The World Cup final and the birthday party

Rowan | November 2018 | 10 minutes

I think I had always been in denial about how much I drank, as well as the impact drinking had on my health – physical and mental. I thought I couldn’t enjoy myself without alcohol, and I know it affected how people saw me. But most of my drinking was confined to social binging – and that made me feel like my drinking was ‘normal’.

"Then in April 2016 things changed when I was promoted at work and moved to a new city. Within two weeks of moving my father passed away in a freak motor vehicle accident. To complicate matters further I was now in a long-distance relationship with my then girlfriend of three years, and I had increased work demands which involved flights at least once a week. This series of major life changes caused a shift in my drinking; it became much more regular, and much lonelier.

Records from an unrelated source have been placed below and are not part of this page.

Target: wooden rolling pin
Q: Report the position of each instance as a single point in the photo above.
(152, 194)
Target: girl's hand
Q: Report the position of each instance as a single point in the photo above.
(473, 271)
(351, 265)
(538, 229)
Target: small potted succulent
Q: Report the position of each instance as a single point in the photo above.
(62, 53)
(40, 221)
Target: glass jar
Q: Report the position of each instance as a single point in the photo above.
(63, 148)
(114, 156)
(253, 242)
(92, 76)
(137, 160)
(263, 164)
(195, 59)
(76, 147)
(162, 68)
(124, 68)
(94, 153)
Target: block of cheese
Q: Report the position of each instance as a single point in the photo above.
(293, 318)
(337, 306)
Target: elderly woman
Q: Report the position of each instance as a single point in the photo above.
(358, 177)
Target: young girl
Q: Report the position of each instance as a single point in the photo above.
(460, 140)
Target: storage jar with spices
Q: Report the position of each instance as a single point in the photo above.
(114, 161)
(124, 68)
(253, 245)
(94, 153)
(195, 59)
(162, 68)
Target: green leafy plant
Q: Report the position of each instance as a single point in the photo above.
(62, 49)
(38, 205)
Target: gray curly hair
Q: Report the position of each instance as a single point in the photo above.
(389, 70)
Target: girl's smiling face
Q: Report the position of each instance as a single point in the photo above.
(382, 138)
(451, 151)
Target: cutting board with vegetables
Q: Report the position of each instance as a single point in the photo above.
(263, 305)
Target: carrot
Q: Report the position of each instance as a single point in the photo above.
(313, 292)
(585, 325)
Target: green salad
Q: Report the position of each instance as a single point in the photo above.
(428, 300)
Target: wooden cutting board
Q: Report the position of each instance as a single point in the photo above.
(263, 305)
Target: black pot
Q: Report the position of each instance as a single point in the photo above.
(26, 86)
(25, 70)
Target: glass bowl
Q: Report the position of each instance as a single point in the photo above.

"In early 2017 I left the company I was working for and made the decision to take a career break and go travelling. I went to a co-working, co-living retreat in Barcelona for a month and my drinking returned to social binging. After this was over it slowly became less social and more solitary again and I knew I wanted to make a change.

"I started working at Alcohol Change UK as Head of Development Programmes in January 2018. That was a great excuse to give Dry January a go. I asked some family members to sponsor me to provide additional motivation.

"My original intention was just to get through the January. Then in the first two weeks I started noticing some changes. On the positive side I started losing the weight I had put on in the past two years. On the negative side my sleep patterns initially became more erratic. As the month went by, though, my sleep pattern got back to normal and I continued to lose weight. I decide to continue with a Dry February.

"Fast forward to the middle of July and I was still ‘dry’ and had lost almost all the weight I had put on in the past two years. I had increased energy levels. Being ‘dry’ was my new normal; I set myself the goal of a ‘dry year’. But I hadn’t really taken any time to reflect beyond what the scales and step-counter app told me.

"Then reflection on two insignificant moments made me realise that because of six months of not drinking my mind had changed, as well as my body.

The World Cup final

"On 15 July 2018 I arrived in Moscow for the World Cup final. Attending the final of a World Cup had been on my bucket list since I first watched the Italia ‘90 final between West Germany and Argentina on TV 28 years earlier, and I was lucky enough to be successful in the FIFA ticket ballot.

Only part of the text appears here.